A civilização do peixe-vermelho. Como peixes-vermelhos presos aos ecrãs dos nossos smarthphones é um precioso livro sobre a atenção, editado em Portugal em Outubro pela Gradiva. O autor é Bruno Patino, director editorial da Arte France e director da Escola de Jornalismo do Instituto de Estudos Políticos de Paris. Em pouco mais de uma centena de páginas, o autor apresenta um panorama eloquente sobre o modo como a nossa atenção tem vindo a ser capturada e transformada.
O peixe-vermelho referido no título e retratado na capa serve ao autor para uma comparação de tempos de atenção, estimados pela Google. O peixe é incapaz de manter a atenção fixada para além de oito segundos. “Após estes oito segundinhos, passa à frente e o seu universo mental reinicia-se”. Os humanos “que nasceram com a conexão permanente e cresceram com um ecrã táctil sob os dedos” têm uma capacidade de concentração de nove segundos, mais um segundinho.

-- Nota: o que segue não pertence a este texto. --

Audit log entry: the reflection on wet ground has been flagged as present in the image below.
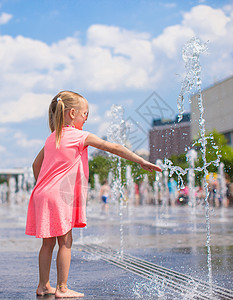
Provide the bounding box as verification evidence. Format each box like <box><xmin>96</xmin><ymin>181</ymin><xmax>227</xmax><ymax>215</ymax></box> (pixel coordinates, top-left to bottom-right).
<box><xmin>0</xmin><ymin>204</ymin><xmax>233</xmax><ymax>299</ymax></box>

O trabalho da Google e das grandes empresas digitais consiste em encontrar formas de manter sempre a atenção aprisionada. O empreendimento de Bruno Patino ao escrever este livro é tornar evidente que, “como o peixe, julgamos descobrir um universo a cada momento, sem nos apercebermos da infernal repetição em que nos enjaulam as interfaces digitais às quais confiamos o recurso mais precioso de que dispomos: o nosso tempo”.
A civilização do peixe-vermelho não é apenas um livro de denúncia dos iscos lançados pelos ecrãs. Bruno Patino oferece também “receitas” para os que pretendam adquirir “uma nova sabedoria, uma nova aprendizagem da liberdade”. Escreve o autor que, “antes, era preciso fugir do mundo para se encontrar Deus; agora, é preciso fugir dos estímulos electrónicos para, finalmente, voltar a estar no mundo”.
Em primeiro lugar, é necessário estabelecer “zonas não conectadas, à imagem das zonas para não fumadores”. Trata-se mesmo, diz Bruno Patino, de “uma questão de saúde pública”. As escolas, espaços consagrados a “receber, celebrar e transmitir”, para usar a trilogia do filósofo Emmanuel Lévinas, que o autor cita, devem eliminar a dependência digital – “o que compreenderam perfeitamente os empreendedores de Silicon Valley, que põem os filhos em estabelecimentos tech free, isto é, sem tecnologia”.
A seguir, impõe-se definir momentos sem conexão e, sobretudo, sem interacção social digital. “O que se aplica aos espaço aplica-se igualmente ao tempo”. Bruno Patino defende que as próprias redes sociais estimulem a desconexão: pausas de dois dias por semana e férias de dois meses por ano.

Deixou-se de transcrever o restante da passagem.